In an article published in today’s issue of the Society of Biology’s magazine, The Biologist, GW Pharmaceuticals’ Director of Botanical Research and Cultivation, Dr David Potter, discusses how cannabis could be bred to provide raw starting material for a medicine to treat metabolic disorders.
Researchers at the UK’s only legal cannabis production facility are researching ways to use highly-standardised extracts from the plant to tackle metabolic syndrome, and are studying how such products could potentially treat conditions as diverse as cancer pain, epilepsy, ulcerative colitis, psychosis and brain injury. GW Pharmaceuticals’ first licensed medicine, Sativex, is already used to treat muscle spasticity in MS patients and primarily contains two principal cannabinoids: THC and CBD. But the medical potential of the remaining, minor cannabinoids is also huge.
Dr Potter says: “Metabolic syndrome is a disruption of the way the body metabolises food to produce energy or to store as fat. It is most common in obese people and can lead to major health problems such as Type II diabetes.”
Obesity, with all its effects on human health, is widespread. The GW Pharmaceuticals team is exploring how they can use cannabis-derived medicines to tackle one aspect of the problem. Phase IIa clinical studies are evaluating specific cannabinoids as potential treatments for metabolic syndrome and Type II diabetes. This builds upon pre-clinical data demonstrating the desirable effects of a number of cannabinoids on insulin resistance, cholesterol and liver fat, all features of metabolic disease.
Dr Potter’s team has successfully bred cannabis plants which produce high levels of a cannabinoid called THCV (delta-9-tetrahydrocannabivarin). THCV is normally only present in minor quantities; its structure is similar to THC but it exhibits very different pharmacology. It has shown promise as a potential treatment for Type II diabetes by virtue of controlling and modulating a range of factors involved in lipid deposition, cellular energy expenditure and insulin resistance - the key pathophysiological features of metabolic syndrome.
Dr Mark Downs, Chief Executive of the Society of Biology, says:
“Metabolic syndrome, and the health problems it leads to, is a huge strain on the NHS, and can massively reduce the quality of life of those affected. It is always exciting to see new avenues being explored to tackle the issue.”
There are many potential therapies for metabolic syndrome and the other conditions highlighted, and the therapeutic use of compounds found in the cannabis plant is one of the various promising routes for new treatments.
GW’s licensed medicine, Sativex, primarily contains the two most common cannabinoids, tetrahydrocannabinol (THC) and cannabidiol (CBD). It is currently prescribed to MS sufferers and is currently undergoing Phase III trials for the treatment of pain in the advanced stages of cancer.

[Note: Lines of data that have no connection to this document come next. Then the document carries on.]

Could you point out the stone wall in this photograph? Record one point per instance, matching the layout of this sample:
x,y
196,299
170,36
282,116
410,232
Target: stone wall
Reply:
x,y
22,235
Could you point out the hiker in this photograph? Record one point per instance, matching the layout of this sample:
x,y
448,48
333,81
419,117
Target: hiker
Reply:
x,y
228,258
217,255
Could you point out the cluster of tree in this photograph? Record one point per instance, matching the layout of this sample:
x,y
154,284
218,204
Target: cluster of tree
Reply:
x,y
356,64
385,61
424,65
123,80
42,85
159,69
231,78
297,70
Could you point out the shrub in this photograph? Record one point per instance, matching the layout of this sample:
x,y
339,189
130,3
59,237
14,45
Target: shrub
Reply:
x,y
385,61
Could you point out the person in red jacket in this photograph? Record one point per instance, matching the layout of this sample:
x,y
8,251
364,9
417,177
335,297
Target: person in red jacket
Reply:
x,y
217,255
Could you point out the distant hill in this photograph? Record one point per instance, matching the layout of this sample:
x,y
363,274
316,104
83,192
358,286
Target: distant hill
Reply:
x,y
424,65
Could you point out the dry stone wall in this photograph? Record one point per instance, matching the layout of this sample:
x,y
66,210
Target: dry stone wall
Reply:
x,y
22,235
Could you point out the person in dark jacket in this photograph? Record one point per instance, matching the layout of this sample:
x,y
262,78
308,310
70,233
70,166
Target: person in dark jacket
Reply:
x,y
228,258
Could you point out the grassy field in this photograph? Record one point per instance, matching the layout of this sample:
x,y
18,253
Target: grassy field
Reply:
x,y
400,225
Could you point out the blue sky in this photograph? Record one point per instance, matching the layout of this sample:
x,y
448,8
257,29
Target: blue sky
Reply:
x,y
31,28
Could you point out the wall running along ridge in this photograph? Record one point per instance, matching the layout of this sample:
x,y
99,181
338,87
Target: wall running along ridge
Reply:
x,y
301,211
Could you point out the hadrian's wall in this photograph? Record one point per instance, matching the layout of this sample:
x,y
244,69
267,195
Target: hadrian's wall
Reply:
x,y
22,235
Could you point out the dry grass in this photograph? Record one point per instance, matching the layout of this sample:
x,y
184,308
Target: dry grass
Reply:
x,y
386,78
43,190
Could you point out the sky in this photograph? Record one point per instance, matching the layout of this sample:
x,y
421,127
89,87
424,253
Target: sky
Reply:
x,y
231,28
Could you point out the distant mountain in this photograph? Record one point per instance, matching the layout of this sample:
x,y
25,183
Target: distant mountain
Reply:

Although THC and CBD are the most well-known cannabinoids and appear at the highest concentrations, there are nearly 60 less common cannabinoids (such as THCV) and GW has studied approximately 20 of these.

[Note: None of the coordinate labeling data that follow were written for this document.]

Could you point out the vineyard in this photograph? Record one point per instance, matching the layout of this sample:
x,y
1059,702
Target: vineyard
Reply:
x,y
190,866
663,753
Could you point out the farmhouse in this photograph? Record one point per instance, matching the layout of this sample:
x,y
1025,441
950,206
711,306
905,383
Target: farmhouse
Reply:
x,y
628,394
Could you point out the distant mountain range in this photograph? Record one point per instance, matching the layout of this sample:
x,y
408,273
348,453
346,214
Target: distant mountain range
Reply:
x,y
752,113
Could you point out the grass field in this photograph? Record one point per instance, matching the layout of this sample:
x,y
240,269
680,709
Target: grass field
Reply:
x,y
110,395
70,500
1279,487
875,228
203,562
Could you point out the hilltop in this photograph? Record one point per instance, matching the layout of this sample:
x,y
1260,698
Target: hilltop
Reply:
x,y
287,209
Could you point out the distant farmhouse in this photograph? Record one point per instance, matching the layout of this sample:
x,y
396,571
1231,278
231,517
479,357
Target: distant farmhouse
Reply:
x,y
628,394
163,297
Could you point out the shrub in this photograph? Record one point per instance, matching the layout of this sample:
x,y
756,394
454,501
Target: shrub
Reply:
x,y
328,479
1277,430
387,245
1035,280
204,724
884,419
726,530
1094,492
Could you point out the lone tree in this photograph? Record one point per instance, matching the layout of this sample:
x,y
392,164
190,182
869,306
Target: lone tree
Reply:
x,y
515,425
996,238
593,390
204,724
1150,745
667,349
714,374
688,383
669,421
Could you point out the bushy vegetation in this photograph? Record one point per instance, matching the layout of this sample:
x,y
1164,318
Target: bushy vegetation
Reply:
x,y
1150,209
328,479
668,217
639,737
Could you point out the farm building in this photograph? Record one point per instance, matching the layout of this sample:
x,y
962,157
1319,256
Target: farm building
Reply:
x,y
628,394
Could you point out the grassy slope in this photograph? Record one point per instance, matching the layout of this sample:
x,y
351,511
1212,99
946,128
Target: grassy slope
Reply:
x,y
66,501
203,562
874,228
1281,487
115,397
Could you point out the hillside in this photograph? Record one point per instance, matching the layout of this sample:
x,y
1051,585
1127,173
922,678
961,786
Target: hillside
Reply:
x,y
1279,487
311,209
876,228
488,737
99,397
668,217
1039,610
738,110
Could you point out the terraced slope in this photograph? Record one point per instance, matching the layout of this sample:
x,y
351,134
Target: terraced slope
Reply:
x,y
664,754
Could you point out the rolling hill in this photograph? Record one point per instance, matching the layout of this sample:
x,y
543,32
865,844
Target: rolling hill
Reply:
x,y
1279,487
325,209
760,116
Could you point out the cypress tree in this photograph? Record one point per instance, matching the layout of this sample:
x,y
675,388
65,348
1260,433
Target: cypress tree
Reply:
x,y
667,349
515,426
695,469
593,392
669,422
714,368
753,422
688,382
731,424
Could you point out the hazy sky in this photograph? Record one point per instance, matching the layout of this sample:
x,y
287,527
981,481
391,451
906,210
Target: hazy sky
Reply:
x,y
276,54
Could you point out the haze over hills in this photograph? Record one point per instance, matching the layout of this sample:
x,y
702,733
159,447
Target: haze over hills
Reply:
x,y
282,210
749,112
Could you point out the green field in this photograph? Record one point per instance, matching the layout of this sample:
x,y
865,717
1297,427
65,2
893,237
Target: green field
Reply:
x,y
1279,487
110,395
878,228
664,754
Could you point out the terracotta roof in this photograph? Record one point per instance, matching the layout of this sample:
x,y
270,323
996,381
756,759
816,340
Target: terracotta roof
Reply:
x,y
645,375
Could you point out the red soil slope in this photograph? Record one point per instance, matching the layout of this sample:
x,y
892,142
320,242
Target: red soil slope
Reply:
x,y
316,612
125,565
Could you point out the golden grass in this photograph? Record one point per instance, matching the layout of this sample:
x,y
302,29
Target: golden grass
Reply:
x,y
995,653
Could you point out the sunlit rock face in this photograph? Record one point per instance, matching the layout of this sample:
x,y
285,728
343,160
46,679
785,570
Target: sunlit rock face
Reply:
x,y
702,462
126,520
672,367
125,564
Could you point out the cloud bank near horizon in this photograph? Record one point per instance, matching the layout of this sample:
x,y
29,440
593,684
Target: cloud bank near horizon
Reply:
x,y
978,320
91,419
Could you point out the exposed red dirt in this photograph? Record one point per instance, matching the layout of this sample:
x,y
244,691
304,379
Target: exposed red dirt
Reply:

One of the technical challenges of studying these minor cannabinoids is to breed cannabis plants with high concentrations of the cannabinoid of interest.
Dr Potter says: “My team’s task is to run a selective breeding programme for minor cannabinoids which have been identified as having clinical potential. Thankfully cannabis has a fast growing cycle, with several crops per year. This means we can often produce suitable plants within a few years or even less.”
Epilepsy and brain injury
Compounds developed by GW have shown promise in the treatment of epilepsy, and the company has recently discovered that cannabinoids are able to reduce the expression of certain epilepsy-related genes. This opens up an exciting possibility of using cannabinoids as personalised epilepsy medicines; patients most likely to respond can be identified by the presence of a specific gene.

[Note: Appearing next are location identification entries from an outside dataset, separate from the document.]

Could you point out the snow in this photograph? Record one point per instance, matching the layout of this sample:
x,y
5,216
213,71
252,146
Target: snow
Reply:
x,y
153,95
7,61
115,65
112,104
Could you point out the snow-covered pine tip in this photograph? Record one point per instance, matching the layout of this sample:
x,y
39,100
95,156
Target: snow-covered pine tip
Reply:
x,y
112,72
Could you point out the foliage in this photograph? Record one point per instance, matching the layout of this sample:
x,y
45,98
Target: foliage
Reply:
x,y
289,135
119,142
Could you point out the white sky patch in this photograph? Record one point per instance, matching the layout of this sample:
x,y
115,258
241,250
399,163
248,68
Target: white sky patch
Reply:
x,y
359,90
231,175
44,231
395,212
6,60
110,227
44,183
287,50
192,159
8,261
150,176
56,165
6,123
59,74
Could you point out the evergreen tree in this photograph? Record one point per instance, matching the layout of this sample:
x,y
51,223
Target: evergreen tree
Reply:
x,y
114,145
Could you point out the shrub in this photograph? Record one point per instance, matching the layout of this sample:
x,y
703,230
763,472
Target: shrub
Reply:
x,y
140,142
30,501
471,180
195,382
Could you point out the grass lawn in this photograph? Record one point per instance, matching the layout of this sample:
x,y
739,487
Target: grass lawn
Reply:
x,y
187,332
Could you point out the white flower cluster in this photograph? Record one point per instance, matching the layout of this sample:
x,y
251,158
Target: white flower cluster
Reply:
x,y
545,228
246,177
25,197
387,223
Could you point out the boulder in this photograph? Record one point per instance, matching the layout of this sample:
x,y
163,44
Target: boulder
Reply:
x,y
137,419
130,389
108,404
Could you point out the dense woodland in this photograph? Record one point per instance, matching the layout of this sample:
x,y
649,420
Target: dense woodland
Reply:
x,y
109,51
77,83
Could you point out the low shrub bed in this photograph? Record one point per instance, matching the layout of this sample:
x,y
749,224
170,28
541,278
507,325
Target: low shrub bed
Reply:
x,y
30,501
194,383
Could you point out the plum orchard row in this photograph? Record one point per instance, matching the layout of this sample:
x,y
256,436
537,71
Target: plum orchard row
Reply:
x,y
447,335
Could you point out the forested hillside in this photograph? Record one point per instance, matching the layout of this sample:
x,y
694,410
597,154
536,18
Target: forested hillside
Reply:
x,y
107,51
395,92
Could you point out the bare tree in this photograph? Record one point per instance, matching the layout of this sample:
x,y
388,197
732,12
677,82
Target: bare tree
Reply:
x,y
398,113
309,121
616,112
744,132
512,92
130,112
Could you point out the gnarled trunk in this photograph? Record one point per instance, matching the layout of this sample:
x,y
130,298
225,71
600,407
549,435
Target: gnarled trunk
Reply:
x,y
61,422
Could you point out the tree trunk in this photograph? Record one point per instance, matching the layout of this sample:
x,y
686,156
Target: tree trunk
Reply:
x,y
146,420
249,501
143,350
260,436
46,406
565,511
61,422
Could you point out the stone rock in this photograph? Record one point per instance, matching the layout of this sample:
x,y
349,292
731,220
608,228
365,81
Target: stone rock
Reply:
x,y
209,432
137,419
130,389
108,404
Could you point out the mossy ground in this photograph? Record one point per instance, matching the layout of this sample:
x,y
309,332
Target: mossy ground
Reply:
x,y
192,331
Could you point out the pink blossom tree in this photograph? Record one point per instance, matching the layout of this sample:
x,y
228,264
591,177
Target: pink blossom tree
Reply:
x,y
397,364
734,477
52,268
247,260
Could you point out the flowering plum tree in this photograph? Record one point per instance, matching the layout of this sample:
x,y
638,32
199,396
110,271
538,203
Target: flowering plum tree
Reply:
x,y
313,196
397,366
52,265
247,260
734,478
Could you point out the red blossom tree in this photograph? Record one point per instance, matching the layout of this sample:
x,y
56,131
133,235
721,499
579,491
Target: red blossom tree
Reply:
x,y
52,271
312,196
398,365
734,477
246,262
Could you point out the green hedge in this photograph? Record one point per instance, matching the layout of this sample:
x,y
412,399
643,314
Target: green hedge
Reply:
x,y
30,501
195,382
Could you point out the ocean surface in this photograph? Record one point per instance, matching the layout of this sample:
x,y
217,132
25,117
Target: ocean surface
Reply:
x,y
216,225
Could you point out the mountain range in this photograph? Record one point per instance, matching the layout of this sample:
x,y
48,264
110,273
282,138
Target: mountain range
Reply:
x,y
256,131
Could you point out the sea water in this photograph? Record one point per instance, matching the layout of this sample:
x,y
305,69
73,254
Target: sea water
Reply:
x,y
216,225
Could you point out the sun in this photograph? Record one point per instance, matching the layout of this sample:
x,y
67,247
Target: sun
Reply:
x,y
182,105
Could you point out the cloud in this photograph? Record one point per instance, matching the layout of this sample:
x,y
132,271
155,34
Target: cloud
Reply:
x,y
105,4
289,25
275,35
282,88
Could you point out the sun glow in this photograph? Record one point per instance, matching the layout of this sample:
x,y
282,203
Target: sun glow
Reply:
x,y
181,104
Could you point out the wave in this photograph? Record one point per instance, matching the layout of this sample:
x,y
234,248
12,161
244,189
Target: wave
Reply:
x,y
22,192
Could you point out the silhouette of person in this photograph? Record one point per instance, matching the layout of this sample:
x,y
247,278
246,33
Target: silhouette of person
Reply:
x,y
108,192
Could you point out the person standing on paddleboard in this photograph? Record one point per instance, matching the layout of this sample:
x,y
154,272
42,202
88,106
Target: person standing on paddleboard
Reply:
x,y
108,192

Dr Potter points out that modern ‘skunk’ cannabis has been bred by recreational users to increase the concentration of THC while decreasing the concentration of CBD. Whereas THC has been linked to psychosis, CBD has anti-psychotic properties, so may provide some protection from the effects of THC. The lack of CBD in skunk potentially makes this form of cannabis more likely to induce harmful psychoses, especially in young teenagers whose brains are not yet fully developed.
GW Pharmaceuticals is also testing the use of medicines based on CBD for the treatment of psychiatric disorders. Encouraging in vivo studies suggest that, because of its anti-inflammatory properties, CBD could also be useful in treating brain injury, both in accident victims and newborns starved of oxygen at birth.
Dr Potter says: “As rigorous modern research with cannabinoids comes to fruition, a new era of treatment options may have arrived.”